Sobel-Goodman Tests of Mediation in Stata
sgmediation2 is a user-written Stata command which conducts Sobel-Goodman tests of statistical mediation for linear regression models. sgmediation2 is my update (with permission) to the original command sgmediation, written by Phil Ender of the UCLA Statistical Consulting Group. Questions or requests for additions to the command should be sent to me at firstname.lastname@example.org
The sections below detail:
Background on the statistical tests
Illustration of the sgmediation2 command
Bootstrapped standard errors and confidence intervals
Noteworthy new features of sgmediation2
Limitations of the Sobel-Goodman/product of coefficients approach to mediation
(2) Background on the statistical tests
sgmediation2 calculates three different tests of mediation using the "product of coefficients" approach (MacKinnon et al. 2002). Neither this site or the command sgmediation2 is meant as a blanket endorsement of this approach to mediation. Many approaches to mediation exist with many pros and cons to each (e.g. see MacKinnon et al. 2002; Zhao et al. 2010; Keele 2015). Some prominent limitations of this approach along with a suggested alternative for many cases are detailed in Section #6 at the bottom of this page.

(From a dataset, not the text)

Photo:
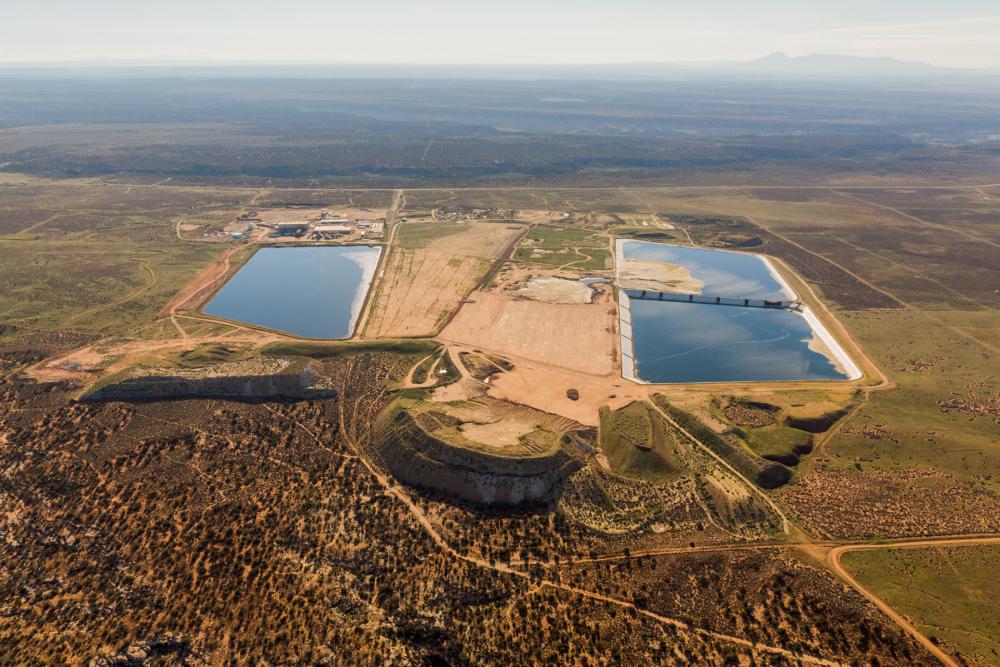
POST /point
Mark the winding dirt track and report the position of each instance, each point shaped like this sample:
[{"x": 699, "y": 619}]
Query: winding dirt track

The commonly used approach to mediation based on Baron and Kenny (1986) suggests that a variable may be considered a mediator to the extent to which it carries the influence of a focal independent variable (IV) to a given dependent variable (DV). In this framework, mediation can be said to occur when (1) the IV significantly affects the mediator, (2) the IV significantly affects the DV in the absence of the mediator, (3) the mediator has a significant unique effect on the DV, and (4) the effect of the IV on the DV shrinks upon the addition of the mediator to the model.
Others (e.g. Preacher and Hayes 2004) suggest that only two requirements need be met: (1) the IV has a significant effect before the mediator is added to the model, and (2) the effect of the IV shrinks upon the addition of the mediator to the model (i.e. same requirement as #4 above). Simplifying even further, many now suggest (e.g. Zhao, Lynch, and Chen 2010) that the only needed requirement is that the effect of the IV shrinks upon the addition of the mediator to the model (AKA there is a significant indirect effect; see below for details) because mediation can occur even in the absence of a direct effect of the IV.
sgmediation2 provides tests of all of the various requirements discussed above to facilitate most any test desired. I personally agree that the test that the effect of the IV shrinks upon the addition of the mediator to the model (i.e. the indirect effect) is of most central interest. But as Zhao et al. (2010) detail -- the individual tests outlined by Baron and Kenny (1986) are still quite useful to determine the specific nature of mediation found.
The bottom half of the figure below illustrates the basic logic of a mediating relationship where the mediating variable (MV) is theoretically at least partially the reason/mechanism by which the focal independent variable (IV) affects the outcome (DV). Because of this mediating relationship, the estimate of the effect of the IV will be smaller after accounting for the mediator (c' ) than in a model without the mediator (c ).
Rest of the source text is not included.